The Mayor also criticised the lack of workspace available for Tech City expansion. “We pushed them hard on that and their response was to just add an extra block.

“But it’s probably never going to be built because it is the last thing they plan to build in the scheme.

“I think they are just putting it in as a sop so they can say they’ve given us the extra acres of business space that we asked for.”

Bishopsgate debate audience reacts 460

Audience reaction: visitors share their views. Photograph: Angelo Boccato

‘Ethnic cleansing’

Moshfiqur Noor, a Tower Hamlets resident, thinks large expensive developments will dilute the borough’s diversity.

The 30 year-old said: “I’m worried we’re going to see an ethnic cleansing of the East End. It has always been rich in colour but I’m not convinced local people will be able to afford these flats.

Mr Noor, who lives in Wapping, said residents must stand up for themselves. “We’ve had huge developments happen here and the community has got nothing. We must fight back and not just accept what they give us.

“I’d like to see more affordable housing and a school or community centre. And the buildings cannot have a ‘rich door’ and a ‘poor door’.”

Lacking imagination

Rupert Munday, 30, an architect who lives in Tower Hamlets, said the developers had failed to bring something innovative to the area.

“The Goodsyard is a great opportunity to have an exciting scheme that offers affordable housing and something different to other developments.

“But this proposal would actually detract from the area. It’s just boring and dull,” he said.

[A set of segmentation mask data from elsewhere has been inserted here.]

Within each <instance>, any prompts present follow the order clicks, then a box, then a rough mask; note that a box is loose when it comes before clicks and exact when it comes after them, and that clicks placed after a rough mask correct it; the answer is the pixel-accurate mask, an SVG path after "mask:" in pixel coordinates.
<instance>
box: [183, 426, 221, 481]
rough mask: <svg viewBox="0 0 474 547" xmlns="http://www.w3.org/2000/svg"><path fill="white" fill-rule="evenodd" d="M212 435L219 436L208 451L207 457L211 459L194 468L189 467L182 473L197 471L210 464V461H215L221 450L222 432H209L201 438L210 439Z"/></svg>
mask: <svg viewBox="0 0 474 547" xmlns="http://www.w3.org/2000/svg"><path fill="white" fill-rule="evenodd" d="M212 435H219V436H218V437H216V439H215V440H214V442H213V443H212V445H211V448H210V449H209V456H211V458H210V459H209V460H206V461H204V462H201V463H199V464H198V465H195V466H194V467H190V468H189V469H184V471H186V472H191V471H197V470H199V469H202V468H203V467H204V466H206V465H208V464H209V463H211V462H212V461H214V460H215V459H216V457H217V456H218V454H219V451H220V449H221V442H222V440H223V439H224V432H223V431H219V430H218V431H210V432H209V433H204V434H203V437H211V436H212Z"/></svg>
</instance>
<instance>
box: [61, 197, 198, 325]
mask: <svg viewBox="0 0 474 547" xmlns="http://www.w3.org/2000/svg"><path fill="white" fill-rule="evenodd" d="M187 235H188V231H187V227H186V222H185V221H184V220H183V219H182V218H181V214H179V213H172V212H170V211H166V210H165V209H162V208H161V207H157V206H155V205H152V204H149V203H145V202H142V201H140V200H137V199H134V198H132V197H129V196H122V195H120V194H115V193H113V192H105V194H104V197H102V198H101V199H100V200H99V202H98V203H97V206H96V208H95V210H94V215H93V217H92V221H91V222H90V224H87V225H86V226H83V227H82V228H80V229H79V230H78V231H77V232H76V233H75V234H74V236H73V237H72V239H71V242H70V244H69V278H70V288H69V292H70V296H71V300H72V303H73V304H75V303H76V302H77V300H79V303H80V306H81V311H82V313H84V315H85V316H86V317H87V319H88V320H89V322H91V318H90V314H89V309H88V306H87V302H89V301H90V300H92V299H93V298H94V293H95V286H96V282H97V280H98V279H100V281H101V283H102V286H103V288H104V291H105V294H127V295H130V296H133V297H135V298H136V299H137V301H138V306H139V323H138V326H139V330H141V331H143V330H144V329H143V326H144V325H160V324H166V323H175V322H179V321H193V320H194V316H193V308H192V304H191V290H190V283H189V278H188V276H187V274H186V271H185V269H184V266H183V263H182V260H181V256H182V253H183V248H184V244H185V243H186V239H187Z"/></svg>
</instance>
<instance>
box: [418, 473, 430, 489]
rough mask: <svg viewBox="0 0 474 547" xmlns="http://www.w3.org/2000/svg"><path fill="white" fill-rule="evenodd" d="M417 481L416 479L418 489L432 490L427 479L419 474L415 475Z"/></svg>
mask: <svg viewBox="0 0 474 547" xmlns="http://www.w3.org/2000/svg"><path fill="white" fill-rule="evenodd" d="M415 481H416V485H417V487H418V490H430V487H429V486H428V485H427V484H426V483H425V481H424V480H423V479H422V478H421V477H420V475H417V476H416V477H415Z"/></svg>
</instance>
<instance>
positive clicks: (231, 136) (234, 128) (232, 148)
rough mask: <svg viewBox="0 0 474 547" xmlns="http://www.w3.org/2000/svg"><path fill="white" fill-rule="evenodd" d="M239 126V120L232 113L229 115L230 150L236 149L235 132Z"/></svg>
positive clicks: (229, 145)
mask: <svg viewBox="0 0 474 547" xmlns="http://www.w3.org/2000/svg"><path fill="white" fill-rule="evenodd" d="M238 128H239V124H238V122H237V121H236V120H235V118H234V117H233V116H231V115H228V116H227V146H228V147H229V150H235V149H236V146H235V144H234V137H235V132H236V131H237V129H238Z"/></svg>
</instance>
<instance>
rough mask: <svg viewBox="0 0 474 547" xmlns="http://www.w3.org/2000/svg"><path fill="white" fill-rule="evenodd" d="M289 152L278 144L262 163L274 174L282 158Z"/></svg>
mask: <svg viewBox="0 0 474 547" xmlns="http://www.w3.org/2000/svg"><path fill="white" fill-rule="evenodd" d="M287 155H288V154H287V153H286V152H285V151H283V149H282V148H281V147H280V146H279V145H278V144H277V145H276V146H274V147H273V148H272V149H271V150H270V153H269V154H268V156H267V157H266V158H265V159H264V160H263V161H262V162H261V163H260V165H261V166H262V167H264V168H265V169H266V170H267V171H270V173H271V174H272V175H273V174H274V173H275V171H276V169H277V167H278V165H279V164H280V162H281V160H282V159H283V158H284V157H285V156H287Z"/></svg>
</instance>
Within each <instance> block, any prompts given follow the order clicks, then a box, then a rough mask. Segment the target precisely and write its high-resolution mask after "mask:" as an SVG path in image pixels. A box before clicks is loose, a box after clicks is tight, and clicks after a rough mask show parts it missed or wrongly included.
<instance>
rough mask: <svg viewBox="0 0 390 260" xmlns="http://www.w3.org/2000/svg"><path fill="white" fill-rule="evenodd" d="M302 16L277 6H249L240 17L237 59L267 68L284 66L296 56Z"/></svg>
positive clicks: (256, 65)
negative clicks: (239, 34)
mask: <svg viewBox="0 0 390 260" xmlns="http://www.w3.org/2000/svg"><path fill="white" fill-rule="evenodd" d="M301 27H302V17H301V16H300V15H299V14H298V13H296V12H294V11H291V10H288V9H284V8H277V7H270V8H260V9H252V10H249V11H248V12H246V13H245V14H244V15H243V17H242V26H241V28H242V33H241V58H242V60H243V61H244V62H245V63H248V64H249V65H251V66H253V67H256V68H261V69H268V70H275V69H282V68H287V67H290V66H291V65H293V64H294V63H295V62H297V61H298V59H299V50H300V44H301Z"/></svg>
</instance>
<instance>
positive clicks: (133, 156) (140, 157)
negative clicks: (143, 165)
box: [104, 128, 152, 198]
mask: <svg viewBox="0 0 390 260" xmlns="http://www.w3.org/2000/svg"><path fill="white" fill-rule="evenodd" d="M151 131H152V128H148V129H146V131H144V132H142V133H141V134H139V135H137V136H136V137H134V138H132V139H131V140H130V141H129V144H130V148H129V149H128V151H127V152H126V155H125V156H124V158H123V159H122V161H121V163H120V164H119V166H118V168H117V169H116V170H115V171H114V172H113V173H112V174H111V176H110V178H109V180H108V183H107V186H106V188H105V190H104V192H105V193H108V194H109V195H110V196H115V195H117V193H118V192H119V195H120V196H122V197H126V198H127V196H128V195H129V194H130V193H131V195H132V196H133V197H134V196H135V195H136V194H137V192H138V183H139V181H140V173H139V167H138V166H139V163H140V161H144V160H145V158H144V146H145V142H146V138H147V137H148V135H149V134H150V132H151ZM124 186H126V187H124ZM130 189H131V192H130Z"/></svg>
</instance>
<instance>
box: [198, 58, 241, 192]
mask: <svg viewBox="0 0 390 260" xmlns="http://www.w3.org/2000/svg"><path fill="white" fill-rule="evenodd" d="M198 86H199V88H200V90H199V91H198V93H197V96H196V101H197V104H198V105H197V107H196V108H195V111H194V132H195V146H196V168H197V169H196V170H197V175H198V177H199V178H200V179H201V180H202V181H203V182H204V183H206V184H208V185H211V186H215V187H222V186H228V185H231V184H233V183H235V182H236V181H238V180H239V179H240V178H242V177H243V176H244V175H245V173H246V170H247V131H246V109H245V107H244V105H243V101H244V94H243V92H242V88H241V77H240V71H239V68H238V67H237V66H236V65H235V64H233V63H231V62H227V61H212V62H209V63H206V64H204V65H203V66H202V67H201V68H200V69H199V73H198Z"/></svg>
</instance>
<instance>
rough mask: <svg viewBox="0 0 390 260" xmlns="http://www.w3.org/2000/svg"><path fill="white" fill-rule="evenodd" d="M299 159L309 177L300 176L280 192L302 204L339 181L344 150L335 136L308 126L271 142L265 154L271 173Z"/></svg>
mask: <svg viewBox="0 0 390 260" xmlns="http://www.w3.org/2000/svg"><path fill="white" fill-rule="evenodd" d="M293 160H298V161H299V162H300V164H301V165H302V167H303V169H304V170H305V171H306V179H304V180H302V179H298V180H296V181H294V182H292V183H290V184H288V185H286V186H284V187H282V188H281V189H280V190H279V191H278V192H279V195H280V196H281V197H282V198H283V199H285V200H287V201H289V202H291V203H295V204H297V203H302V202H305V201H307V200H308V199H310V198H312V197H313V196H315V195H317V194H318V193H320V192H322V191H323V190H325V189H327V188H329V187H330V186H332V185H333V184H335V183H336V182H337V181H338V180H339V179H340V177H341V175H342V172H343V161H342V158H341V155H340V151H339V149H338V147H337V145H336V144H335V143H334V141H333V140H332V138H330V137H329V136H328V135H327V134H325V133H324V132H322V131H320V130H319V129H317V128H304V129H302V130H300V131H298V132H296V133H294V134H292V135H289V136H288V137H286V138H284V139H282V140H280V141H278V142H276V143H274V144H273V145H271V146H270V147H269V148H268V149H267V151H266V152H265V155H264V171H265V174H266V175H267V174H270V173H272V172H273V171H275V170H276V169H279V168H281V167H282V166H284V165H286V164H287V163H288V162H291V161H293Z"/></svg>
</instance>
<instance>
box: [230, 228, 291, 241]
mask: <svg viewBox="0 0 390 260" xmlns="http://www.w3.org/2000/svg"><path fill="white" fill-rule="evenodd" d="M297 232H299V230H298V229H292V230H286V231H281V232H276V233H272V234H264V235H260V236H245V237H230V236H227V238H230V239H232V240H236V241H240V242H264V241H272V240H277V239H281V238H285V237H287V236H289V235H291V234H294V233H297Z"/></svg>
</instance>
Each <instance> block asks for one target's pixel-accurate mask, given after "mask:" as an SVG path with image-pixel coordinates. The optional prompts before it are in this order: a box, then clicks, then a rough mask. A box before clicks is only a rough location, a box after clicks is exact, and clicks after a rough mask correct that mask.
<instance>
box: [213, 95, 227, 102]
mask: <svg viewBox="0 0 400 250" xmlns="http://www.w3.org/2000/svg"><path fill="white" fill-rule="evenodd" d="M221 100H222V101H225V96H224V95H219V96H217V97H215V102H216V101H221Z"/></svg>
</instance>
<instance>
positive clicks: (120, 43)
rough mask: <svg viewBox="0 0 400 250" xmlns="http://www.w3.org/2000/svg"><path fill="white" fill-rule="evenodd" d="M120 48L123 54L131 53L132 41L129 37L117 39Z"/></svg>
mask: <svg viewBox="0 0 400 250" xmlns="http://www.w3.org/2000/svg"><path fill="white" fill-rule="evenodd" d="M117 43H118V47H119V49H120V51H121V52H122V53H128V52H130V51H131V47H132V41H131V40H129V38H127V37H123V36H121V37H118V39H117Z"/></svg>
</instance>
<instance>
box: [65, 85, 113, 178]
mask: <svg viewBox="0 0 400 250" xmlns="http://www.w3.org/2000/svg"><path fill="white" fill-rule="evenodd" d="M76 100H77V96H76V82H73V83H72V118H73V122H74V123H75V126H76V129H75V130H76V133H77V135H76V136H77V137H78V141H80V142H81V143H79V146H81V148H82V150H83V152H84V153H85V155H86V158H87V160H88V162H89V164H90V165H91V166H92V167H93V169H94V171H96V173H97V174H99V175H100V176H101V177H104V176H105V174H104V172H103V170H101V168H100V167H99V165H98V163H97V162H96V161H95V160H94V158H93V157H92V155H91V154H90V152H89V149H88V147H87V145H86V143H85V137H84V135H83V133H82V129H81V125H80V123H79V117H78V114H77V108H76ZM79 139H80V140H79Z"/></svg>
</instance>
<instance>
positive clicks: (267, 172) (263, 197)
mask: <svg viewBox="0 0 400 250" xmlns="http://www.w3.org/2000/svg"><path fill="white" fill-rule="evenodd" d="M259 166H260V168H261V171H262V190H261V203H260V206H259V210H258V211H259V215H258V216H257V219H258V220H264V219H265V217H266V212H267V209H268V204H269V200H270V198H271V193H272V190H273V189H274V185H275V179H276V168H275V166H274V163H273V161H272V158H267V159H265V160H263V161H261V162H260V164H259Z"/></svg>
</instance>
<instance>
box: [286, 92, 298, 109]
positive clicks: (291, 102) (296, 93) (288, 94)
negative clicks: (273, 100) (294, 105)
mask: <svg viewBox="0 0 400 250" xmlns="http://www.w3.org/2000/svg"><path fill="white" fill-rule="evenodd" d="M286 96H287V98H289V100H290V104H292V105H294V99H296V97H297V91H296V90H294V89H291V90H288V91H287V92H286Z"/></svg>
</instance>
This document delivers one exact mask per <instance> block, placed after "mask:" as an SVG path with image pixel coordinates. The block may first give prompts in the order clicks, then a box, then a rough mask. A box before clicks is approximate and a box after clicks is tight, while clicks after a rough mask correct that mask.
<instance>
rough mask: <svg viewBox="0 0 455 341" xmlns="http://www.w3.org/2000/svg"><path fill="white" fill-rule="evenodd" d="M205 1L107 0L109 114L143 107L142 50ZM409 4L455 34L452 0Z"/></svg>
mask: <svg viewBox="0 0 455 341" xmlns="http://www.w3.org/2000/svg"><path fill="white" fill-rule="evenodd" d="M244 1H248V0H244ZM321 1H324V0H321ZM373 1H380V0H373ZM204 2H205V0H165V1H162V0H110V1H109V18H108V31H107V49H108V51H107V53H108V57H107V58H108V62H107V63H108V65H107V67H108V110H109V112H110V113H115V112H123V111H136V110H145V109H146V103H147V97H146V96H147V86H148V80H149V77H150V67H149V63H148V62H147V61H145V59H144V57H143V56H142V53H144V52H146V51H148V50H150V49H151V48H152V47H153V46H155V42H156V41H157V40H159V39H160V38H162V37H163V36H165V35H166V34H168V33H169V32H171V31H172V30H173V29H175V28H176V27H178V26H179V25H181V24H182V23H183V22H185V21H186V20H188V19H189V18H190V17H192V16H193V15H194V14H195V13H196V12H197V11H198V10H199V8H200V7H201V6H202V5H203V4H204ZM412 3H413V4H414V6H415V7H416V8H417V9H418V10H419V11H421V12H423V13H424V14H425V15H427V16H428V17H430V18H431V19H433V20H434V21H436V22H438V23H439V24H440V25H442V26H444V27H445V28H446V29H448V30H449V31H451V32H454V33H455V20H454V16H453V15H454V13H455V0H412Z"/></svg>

Tower Hamlets resident Pennie Quinton, 35, suggested ways in which the developers could improve the proposals: “I would like to see Brick Lane market protected, because it’s an institution. I’d like a park, decent housing, and great things for small start-up business to get off the ground

“What’s happening to local residents is very sad. They are being forced out of London more and more. I was born in Whitechapel and I grew up here, and it is such a struggle to stay where you grew up,” she said.